A number of groups from across the borough, who successfully completed a six-session creative writing course aimed at building positive relations gathered at the Armagh City Hotel, Armagh to mark the launch of ‘Once Alien Here’ containing a collection of their poems, stories and scripts.
Supported by Armagh City, Banbridge and Craigavon Borough Council’s Peace IV Programme and delivered in partnership with the John Hewitt Society, the course enabled over 40 people of all ages, beliefs and backgrounds to come together and explore issues of identity and cultural belonging through the written word.
This is the third project of its kind funded under the overall Peace IV Programme in the Borough and has welcomed participants and community groups from all parts of the council area including Armagh Library, Darkley Rural Community Association, Madden Community Centre. Other groups from across the Borough joined the workshops online.
At each weekly session, participants (most of whom were new to creative writing) were encouraged to pen personal accounts on a range of topics such as growing up, childhood games, working life, their community and diversity.
Lord Mayor of Armagh City, Banbridge and Craigavon Alderman Glenn Barr said:
“Participants on this course have gained new friendships and learned about one another’s cultures through self-exploration and self-expression.

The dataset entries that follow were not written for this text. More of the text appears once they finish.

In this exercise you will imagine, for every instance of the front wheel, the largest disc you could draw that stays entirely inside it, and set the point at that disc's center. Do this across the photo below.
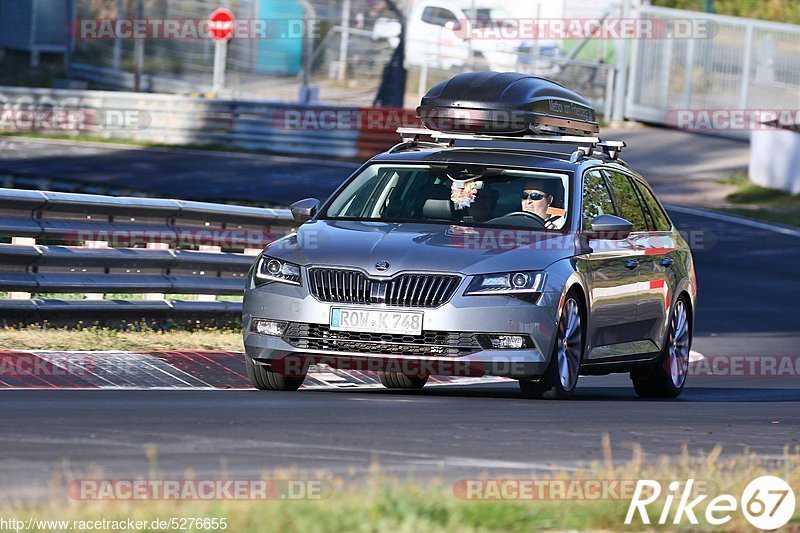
(264, 379)
(667, 378)
(396, 380)
(561, 376)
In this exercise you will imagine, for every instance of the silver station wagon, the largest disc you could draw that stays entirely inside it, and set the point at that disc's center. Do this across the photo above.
(502, 238)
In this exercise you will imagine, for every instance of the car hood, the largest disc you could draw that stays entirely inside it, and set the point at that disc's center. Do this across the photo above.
(414, 246)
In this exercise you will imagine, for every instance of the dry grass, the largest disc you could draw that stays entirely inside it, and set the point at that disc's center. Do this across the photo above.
(94, 338)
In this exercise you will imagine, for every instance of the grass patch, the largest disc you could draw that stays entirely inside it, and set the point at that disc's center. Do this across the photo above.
(101, 338)
(753, 201)
(381, 503)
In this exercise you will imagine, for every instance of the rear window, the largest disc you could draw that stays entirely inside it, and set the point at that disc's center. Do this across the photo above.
(659, 218)
(627, 200)
(473, 195)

The book produced at the end of the course captures the commitment and talent of all involved and serves as a lasting memento of what has been achieved over the last number of weeks.”
Chair of the John Hewitt Society, Tony Kennedy, added:
“Creative writing has proven to be a powerful medium in bringing people together to engage with one another, build trust and mutual respect, as well as gain a greater appreciation of each other’s diverse backgrounds. Through this course, we have eroded pre-conceived ideas and dismantled prejudices.”
Over the past 30 years, the John Hewitt Society has developed a range of literary and cultural activities to break down parochialism, narrow, exclusive concepts of identity, and hostility towards one another. Its cross-community creative writing programme ‘Once Alien Here’ has helped communities in Northern Ireland to build skills and confidence, and explore conflict and division with a view to encouraging mutual understanding and respect.
The Council’s Peace IV Programme continues to support a number of projects, initiatives and events across three themes of Children and Young People, Shared Spaces and Services, and Building Positive Relations.
The Peace IV Programme is an EU funded initiative designed to support peace and reconciliation in Northern Ireland and the Border Region.